The rating system, which the president called for in a speech last year and is under development, would compare schools on factors like how many of their students graduate, how much debt their students accumulate and how much money their students earn after graduating. Ultimately, Mr. Obama wants Congress to agree to use the ratings to allocate the billions in federal student loans and grants. Schools that earn a high rating on the government’s list would be able to offer more student aid than schools at the bottom.
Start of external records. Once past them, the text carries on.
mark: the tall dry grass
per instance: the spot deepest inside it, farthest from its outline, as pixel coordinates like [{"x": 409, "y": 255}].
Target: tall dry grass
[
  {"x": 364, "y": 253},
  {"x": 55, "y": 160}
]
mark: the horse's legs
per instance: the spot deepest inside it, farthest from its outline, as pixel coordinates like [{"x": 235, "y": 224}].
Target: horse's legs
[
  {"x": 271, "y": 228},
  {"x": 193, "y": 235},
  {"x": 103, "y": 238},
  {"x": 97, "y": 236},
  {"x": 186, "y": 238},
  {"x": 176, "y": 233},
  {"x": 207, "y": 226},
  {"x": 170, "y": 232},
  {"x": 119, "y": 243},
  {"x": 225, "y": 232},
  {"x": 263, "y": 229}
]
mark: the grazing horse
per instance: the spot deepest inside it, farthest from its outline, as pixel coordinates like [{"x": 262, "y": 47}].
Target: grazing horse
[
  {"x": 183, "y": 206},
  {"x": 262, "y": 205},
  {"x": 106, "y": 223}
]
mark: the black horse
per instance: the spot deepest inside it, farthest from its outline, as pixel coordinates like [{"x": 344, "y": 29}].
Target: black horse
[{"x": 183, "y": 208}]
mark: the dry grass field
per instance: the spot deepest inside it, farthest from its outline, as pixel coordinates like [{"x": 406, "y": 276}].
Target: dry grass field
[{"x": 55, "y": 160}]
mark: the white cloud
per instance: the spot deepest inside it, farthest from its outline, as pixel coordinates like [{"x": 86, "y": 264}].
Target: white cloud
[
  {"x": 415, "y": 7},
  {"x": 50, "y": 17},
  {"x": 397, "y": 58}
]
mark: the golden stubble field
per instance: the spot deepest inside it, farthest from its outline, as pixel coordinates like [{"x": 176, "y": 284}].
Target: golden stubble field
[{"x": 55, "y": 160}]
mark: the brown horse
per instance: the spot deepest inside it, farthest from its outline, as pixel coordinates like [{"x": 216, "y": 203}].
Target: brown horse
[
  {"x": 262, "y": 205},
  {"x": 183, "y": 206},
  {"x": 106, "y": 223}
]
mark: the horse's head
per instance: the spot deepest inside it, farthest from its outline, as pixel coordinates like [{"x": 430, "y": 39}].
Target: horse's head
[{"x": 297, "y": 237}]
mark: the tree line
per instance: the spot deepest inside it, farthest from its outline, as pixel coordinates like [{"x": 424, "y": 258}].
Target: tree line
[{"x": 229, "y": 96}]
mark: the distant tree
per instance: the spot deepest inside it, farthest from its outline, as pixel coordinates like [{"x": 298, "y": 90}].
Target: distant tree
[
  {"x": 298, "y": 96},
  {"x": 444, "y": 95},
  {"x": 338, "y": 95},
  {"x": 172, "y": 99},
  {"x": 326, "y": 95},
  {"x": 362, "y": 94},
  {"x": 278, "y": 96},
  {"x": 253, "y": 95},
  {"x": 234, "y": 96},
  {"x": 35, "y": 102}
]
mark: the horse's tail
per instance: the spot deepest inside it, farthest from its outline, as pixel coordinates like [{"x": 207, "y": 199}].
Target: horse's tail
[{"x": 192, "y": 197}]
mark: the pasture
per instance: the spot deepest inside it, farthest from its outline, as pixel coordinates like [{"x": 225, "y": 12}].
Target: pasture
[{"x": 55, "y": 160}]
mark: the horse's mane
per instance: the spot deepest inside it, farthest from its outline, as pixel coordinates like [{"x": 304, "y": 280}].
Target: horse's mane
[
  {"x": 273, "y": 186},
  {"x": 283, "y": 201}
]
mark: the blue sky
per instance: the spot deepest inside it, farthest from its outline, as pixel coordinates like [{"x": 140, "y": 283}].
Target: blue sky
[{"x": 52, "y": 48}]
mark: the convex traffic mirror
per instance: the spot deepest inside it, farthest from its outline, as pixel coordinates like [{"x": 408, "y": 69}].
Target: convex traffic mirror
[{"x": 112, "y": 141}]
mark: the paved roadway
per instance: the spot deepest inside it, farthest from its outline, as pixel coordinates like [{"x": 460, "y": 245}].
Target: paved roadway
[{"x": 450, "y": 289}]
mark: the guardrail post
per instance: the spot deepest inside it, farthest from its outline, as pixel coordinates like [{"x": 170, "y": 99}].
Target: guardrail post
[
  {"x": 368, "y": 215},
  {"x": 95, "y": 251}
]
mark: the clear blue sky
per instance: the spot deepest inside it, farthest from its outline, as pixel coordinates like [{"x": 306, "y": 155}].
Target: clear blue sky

While I agree with the diagnosis, the solution is similar to the accountability solutions offered to Secondary Schools, and we have seen how that has played out. Gains are hard to measure, but poor and minority achievement gaps made gains until 1997 and then stopped. School reforms which are specifically targeted at this very problem have not made inroads since the reform movement itself started in late 1990s.

Euro blues

The first thing to say about the elections to the European parliament is that the turnout across Europe was almost exactly the same as in the last time in 2009 at 43%. Despite the campaigns of anger by the Eurosceptic and far right parties against the EU, voters continued to show a lack of interest in the EU parliament and doubt that EU institutions were relevant to their lives. The NO VOTE party won again. Voter turnout has steadily fallen since 1979 when it was 62% with the no vote party starting to win from 1999 when the euro emerged. . . .

Public opinion pollsters have found that, of those who voted for the likes of UKIP or the FN, about one-third were just fed up with all the main parties and another 10% were protesting against the existing government. In France, apparently over 40% of white working class voters went for the FN. Yes, there is a layer of voters who are anti-immigrant, nationalist and even racist. But this layer remains relatively small in the broad sweep of things. Take the UKIP vote in the UK. Of those who voted in the UK EU election, nearly three-quarters voted for other parties and less than one in ten who could have voted did so for UKIP. Similarly even in France, only one in nine voted for the FN.

So you have the emergence of something like the Tea Party being supported by generalized anger at the main parties and a heavy dose of Euro-skepticism more than nationalism. That seems to be the trend.

Piketty, data and the scientific method

That rare breed, a Marxist economist, takes a serious look at Piketty and Chris Giles’s critique of Piketty’s numbers. As one would expect–or perhaps not given the number of right-wing magazines who paint Piketty as the second coming of Marx (who Piketty has admitted to not studying particularly deeply)–Robert’s has a very mixed take on both the book and the critique.

A Textbook Case of Charter Skimming

Charters acting corrupt and getting high needs students off their enrollment… well, I never!

One thought on “Today’s interesting reading: PSTD, Ultranationalist, Myths, and Rex Stout, Oh My.

  1. It may be worth noting that that the news story with the nationalists calling each other untermenschen is from 2007. Hopefully, history will repeat itself. (Er, you know, that particular bit of history, not certain other ones.)

    I wonder how much the underlying observation can be extended: how much of the leftward trend over time can be explained by the greater ability of universalists to cooperate than particularists? We would expect this effect to show up at all stages of history, but not all periods seem to show this trend (before the modern period the most obvious example I can think of is the spread of univeralistic religions, though surely there are others.)